For Anthropic, adding Maia to its existing lineup of Amazon, Google, and Nvidia chips would make it the only AI company utilizing proprietary chips from all three major cloud providers. This represents a strategy of diversifying compute supply to mitigate bottleneck risk, while simultaneously deepening relationships with each cloud partner. In a relationship where Anthropic has already secured $5 billion in investment from Microsoft and committed $30 billion in Azure spend, extending the partnership to chip design collaboration represents a meaningful deepening of strategic alignment.
6. SpaceX Plans 10GW Solar Cell Factory in Bastrop, Texas
• Core Source
“SpaceX is pursuing construction of a 10GW-scale solar cell factory in Bastrop, Texas. The facility is designed across two floors, each producing 5GW.”
“Musk said at the World Economic Forum in January that he viewed solar power as a solution to the energy bottleneck constraining the build-out of artificial intelligence infrastructure.

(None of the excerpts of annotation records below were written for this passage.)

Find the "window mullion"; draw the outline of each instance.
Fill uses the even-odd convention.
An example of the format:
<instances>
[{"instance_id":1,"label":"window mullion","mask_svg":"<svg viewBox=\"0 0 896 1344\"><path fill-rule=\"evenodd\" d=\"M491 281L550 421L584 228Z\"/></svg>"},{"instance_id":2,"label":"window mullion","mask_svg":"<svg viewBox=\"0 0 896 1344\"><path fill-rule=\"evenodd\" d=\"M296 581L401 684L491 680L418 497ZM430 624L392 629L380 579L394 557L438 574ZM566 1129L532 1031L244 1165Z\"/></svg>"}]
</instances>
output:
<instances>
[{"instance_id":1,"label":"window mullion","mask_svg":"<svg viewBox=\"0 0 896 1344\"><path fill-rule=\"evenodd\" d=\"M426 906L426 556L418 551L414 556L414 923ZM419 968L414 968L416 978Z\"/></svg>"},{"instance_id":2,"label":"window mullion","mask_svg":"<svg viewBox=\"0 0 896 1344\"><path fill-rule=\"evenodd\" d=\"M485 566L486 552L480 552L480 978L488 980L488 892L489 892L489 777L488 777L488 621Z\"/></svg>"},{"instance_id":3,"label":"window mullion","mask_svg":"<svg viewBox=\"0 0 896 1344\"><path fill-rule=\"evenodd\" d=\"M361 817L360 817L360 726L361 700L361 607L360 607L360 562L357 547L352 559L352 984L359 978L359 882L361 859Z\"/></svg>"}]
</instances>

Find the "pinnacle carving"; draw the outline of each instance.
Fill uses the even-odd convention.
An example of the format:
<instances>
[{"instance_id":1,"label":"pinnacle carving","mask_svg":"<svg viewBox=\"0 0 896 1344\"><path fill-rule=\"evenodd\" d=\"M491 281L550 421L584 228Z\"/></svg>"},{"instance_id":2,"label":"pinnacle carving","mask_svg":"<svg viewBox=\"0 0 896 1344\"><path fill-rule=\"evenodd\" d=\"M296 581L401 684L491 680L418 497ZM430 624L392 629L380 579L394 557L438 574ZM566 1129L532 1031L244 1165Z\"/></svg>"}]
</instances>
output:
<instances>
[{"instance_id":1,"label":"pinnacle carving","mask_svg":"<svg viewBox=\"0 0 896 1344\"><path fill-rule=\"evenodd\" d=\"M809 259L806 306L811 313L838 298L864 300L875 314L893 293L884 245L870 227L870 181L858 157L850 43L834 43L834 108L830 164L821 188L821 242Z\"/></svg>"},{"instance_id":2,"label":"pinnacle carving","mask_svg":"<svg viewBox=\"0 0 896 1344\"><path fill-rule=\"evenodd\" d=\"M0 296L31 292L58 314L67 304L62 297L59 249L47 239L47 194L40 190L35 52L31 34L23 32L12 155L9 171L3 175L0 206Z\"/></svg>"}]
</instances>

He announced an ambitious goal for both Tesla and SpaceX each to build 100 gigawatts per year of solar manufacturing capacity in the US over the next three years.”
“First Solar Inc. is the nation’s biggest solar maker with an annual domestic production capacity of about 14 gigawatts for its thin-film technology.”
“There are just three domestic silicon cell facilities active, the report showed.”
• Expected Impact
To understand this announcement, one must look back at the vision Musk laid out at Davos in January. He declared solar power the solution to the energy bottleneck constraining AI infrastructure buildout, and set an ambitious goal for Tesla and SpaceX each to build 100GW per year of solar manufacturing capacity in the US within three years — a combined 200GW that would dwarf current domestic levels. This 10GW factory is the first tangible step in executing that roadmap.
The scale is what makes this significant. First Solar, the largest solar manufacturer in the US, has annual domestic production capacity of approximately 14GW — meaning SpaceX’s single factory at 10GW alone would represent 71% of that. Furthermore, only three domestic silicon cell production facilities are currently active, with most panels assembled using cells imported from overseas. Combined with the US government’s steep tariffs on solar imports from China and Southeast Asia, structural demand for domestically produced, de-sinicized solar cells in the US is set to surge.
There is, however, a key risk. The Chinese government has blocked the export of high-end solar manufacturing equipment from Suzhou Maxwell Technologies to Tesla. Musk attempted to resolve this during the Trump administration’s visit to China, but the outcome remains unclear, creating the possibility of equipment procurement delays that could affect the factory completion timeline. Looking further ahead, the story connects to SpaceX’s ambition to power orbital AI data centers with solar energy — the S-1 filing explicitly references a goal of 100GW of orbital computing capacity and emphasizes the need for a de-sinicized supply chain.